What was my part in all this? Nothing major. Just to make sure this crackling cacophony of code was ready for prime time; that it doesn’t go belly-up when the pounding starts. When the throngs of ravenous consumers are unleashed on our servers. People. Users. Tired, hungry, angry and bored by monotonous life on the streets and looking for an escape, a way out, out of their tedious existence.
But I’m not worried. I had a plan. A plan I’d put into place on day one of this project. Because performance, load and reliability bugs can really hurt. Inadequate performance can lead to user dissatisfaction, user errors and lost business, especially in Internet-based, business-to-business or business-to-consumer applications.
Further, system failure under load often means a total loss of system functionality, right when need is highest—when those throngs are banging away on your system.
Reliability problems also can damage your company’s reputation and business prospects, especially when money is involved.
I’ve worked in software testing for the last 20 years, and many of the projects I’ve done included performance, load or reliability tests. Such tests tend to be complex and expensive compared to, say, testing for functionality, compatibility or usability.
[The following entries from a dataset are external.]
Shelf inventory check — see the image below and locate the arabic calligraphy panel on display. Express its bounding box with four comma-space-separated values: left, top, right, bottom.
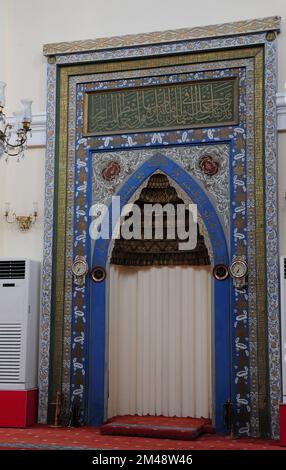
85, 78, 238, 135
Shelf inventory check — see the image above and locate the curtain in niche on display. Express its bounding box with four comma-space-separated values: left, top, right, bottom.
108, 265, 212, 418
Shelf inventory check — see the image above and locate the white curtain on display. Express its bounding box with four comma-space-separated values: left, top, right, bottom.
108, 265, 211, 418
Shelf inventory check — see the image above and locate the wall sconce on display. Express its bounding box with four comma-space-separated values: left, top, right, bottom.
4, 202, 38, 232
0, 82, 32, 161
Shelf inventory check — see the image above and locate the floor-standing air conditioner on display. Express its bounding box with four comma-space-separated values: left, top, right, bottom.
0, 258, 40, 391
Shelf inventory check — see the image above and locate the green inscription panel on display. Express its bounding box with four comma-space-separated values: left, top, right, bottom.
85, 78, 238, 135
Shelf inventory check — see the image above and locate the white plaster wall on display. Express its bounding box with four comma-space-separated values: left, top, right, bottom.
0, 0, 286, 259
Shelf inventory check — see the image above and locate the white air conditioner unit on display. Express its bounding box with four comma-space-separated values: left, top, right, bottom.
0, 258, 40, 390
280, 256, 286, 403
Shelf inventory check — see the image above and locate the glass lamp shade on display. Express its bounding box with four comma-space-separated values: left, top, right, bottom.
21, 100, 33, 122
13, 111, 23, 131
0, 82, 6, 108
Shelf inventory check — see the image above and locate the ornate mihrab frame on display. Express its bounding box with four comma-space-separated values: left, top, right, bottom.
42, 17, 281, 437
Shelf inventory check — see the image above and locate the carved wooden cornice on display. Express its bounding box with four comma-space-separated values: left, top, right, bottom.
43, 16, 281, 56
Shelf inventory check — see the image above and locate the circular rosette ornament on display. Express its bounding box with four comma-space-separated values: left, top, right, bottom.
199, 155, 219, 176
101, 160, 121, 181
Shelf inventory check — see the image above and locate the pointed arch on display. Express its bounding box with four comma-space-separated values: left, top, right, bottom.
89, 152, 230, 432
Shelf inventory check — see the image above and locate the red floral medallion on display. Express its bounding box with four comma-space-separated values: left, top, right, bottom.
199, 155, 219, 176
101, 161, 121, 181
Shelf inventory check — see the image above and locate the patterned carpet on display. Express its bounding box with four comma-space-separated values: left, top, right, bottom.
0, 425, 286, 451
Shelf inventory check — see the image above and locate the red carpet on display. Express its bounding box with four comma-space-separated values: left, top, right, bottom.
100, 416, 214, 441
0, 425, 286, 451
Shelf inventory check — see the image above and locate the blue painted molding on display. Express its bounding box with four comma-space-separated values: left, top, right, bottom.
89, 152, 231, 432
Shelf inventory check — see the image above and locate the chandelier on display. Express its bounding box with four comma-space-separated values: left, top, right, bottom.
0, 82, 32, 161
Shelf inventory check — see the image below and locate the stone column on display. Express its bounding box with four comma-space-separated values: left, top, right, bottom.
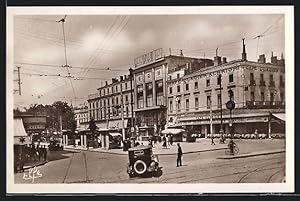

When preparing a product for deployment, one key question to ask is, “Are you sure there are no critical risks to your business that arise from potential performance, load or reliability problems?” For many applications these days, such risks are rampant.
Abandoned Shopping Carts, Degraded Servers
For example, let’s say you were running an e-commerce business and 10 percent of your customers abandoned their shopping cart due to sluggish performance. How can you be sure that customers who’ve had a bad experience will bother to come back? Can your company stay in business while hemorrhaging customers this way?
A colleague once told me that he had just finished a project for a banking client, during which the bank estimated its average cost of field failure was more than $100,000. That was the average; some failures would be more expensive, and many were related to performance, load or reliability bugs.
Some might remember the Victoria’s Secret 1999 online holiday lingerie show, a bleeding-edge idea at that time. This was a good concept—timed propitiously right at the Christmas shopping season—but poorly executed. Their servers just couldn’t handle the load. And worse, they degraded gracelessly: As the load exceeded limits, new viewers were still allowed to connect, slowing everyone’s video feeds to a standstill.
In a grimmer example, a few years ago, a new 999 emergency phone service was introduced in the United Kingdom. On introduction, it suffered from reliability (and other) problems, resulting in late ambulance arrivals and tragic fatalities. All of these debacles could have been avoided with performance, load and reliability testing.
Like any complex and expensive endeavor, there are many ways to screw up a performance, load or reliability test. Based on my experience, you can avoid common goofs in five key ways:
- Configure performance, load and reliability test environments to resemble production as closely as possible, and know where test and production environments differ.
- Generate loads and transactions that model varied real-world scenarios.
- Test the tests with models and simulations, and vice versa.
- Invest in the right tools, but don’t waste money.
- Start modeling, simulation and testing during design, and continue throughout the life cycle.
I’ve learned these hard-won lessons through personal experience with successful projects, as well as expensive project failures. All of the case studies and figures are real (with a few identifying details omitted), thanks to the kind permission of my clients. Let’s look at each lesson in detail.
PEOPLE COMMONLY bring physical-world metaphors to system engineering and system testing. But software is not physical, and software engineering is not yet like other engineering fields.
For example, our colleagues in civil engineering build bridges from standard components and materials such as rivets, concrete and steel. But software is not yet assembled from standard components to any great extent. Much is still designed and built to purpose, often from purpose-built components.
Our colleagues in aeronautical engineering can build and test scale models of airplanes in wind tunnels. However, they have Bernoulli’s Law and other physical principles that can be used to extrapolate data from scale models to the real world. Software isn’t physical, so physics doesn’t apply.
But the standard rules apply for a few software components. For example, binary trees and normalized relational databases have well-understood performance characteristics. There’s also a fairly reliable rule that once a system resource hits about 80 percent utilization, it starts to saturate and cause non-linear degradation of performance as load increases. However, it’s difficult and, for the most part, unreliable to extrapolate results from smaller environments into larger ones.
In one case of a failed attempt to extrapolate from small test environments, a company built a security management application that supported large, diverse networks. The application gathered, integrated and controlled complex data related to the accounts and other security settings on servers in a managed network.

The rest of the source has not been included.